İnce Mevzu

Zor Dostum Çok Zor

5 Eylül 2019

Yazı: Zor Dostum Çok Zor | Yazan: Seda Çağlayan

Canım çok sıkkın, sizden saklayacak değilim. Ne yapsam olmuyor. Nefes almakta bile zorlanıyorum. Sanki başım dönüyor gibi. İlk kez böyle bir şey yaşıyorum.

Dört, beş gündür böyleyim. Nasıl üstesinden geleceğimi de bilmiyorum. Kendimi oyalamak için her şeyi yaptım. Konuşursam rahatlayacağım ama herkesle olmaz. Zaten bence bu yüzden başım dönüyor.

İnsanın pusulasını kaybetmesi çok zor; hepiniz yaşamışsınızdır, anlarsınız beni. Nasıl geçecek bilmiyorum. Zor olacağını biliyordum ama bu kadarı inanın çok fazla.

Zıtlıklar zor.

Zaten bu hayat denilen yol, adımını attığın ilk günden itibaren zor.

Bekarsan yalnızlık zor, evliysen evlilik.

Ve ne hikmettir ki bu zorluk herkes tarafından zaman zaman farklı dozlarda hissedilse de hepimiz için gerçekten hayatlarımızın ortasında mıh gibi duruyor.

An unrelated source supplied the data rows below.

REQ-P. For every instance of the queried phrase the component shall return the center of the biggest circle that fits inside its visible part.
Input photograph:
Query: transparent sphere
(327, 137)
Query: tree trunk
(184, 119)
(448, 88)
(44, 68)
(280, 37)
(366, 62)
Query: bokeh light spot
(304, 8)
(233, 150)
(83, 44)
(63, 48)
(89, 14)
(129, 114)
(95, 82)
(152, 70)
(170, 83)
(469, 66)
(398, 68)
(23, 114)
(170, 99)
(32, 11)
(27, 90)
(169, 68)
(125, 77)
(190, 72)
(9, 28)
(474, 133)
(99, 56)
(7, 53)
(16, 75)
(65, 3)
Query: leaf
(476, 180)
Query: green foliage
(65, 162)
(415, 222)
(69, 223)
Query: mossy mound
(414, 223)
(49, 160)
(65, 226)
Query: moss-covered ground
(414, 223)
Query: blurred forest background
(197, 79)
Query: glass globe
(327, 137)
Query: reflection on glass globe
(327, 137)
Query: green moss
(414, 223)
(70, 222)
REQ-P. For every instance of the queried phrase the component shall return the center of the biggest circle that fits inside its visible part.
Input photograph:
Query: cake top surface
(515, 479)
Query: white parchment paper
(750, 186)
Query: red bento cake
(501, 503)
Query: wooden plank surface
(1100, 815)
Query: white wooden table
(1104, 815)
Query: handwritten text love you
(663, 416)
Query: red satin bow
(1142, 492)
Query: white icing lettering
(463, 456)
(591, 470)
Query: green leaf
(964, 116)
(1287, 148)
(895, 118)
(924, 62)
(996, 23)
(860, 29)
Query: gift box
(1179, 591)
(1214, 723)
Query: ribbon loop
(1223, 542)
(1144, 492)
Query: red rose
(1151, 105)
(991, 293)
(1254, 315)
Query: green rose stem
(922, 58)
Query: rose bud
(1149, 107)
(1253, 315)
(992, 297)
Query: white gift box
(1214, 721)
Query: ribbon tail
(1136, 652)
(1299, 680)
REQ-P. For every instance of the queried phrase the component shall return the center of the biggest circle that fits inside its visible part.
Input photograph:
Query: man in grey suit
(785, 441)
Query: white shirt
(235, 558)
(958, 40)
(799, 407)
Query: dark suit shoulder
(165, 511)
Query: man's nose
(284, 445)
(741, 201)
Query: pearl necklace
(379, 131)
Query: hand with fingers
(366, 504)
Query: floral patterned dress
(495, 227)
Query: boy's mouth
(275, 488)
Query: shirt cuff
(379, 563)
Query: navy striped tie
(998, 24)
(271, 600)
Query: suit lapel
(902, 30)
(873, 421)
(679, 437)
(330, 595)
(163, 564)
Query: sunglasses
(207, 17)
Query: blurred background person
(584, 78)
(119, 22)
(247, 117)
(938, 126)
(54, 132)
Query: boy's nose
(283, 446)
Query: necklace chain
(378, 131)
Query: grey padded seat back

Sabah uyanırken yataktan kalkması zor geliyor, akşam uykuya dalması.

Öğrenciyken okula gitmek zor, okul bitince işe gitmek.

Çalışmak zor, işsiz kalmak zor, çocuk sahibi olmak zor, çocuk sahibi olamamak belki daha zor.

Özgürlüğünü kaybetmek zor, özgürken ait olamamak zor.

İlkler zor.

Çocukken annenden ayrılıp okula başladığın gün o soğuk duvarlar arasında ağlamadan durabilmek zor.

Büyüdüğünde minicik çocuğunu o kapıdan yalnız göndermek…

Çocukken arkadaşın kendine başka bir arkadaş bulduğunda ona bozulduğunu gizlemek zor.

Çocukluktan çıkıp yetişkin olduğunda kendini hâlâ ifade edememek…

İlk kez duygularını ifade etmeye cesaret edip tüm çıplaklığıyla yazıya döktüğünde gözetleniyormuş gibi hissetmek zor.

Duygular zor.

Cesaret etmek zor, itiraf etmek zor, gizlemek zor.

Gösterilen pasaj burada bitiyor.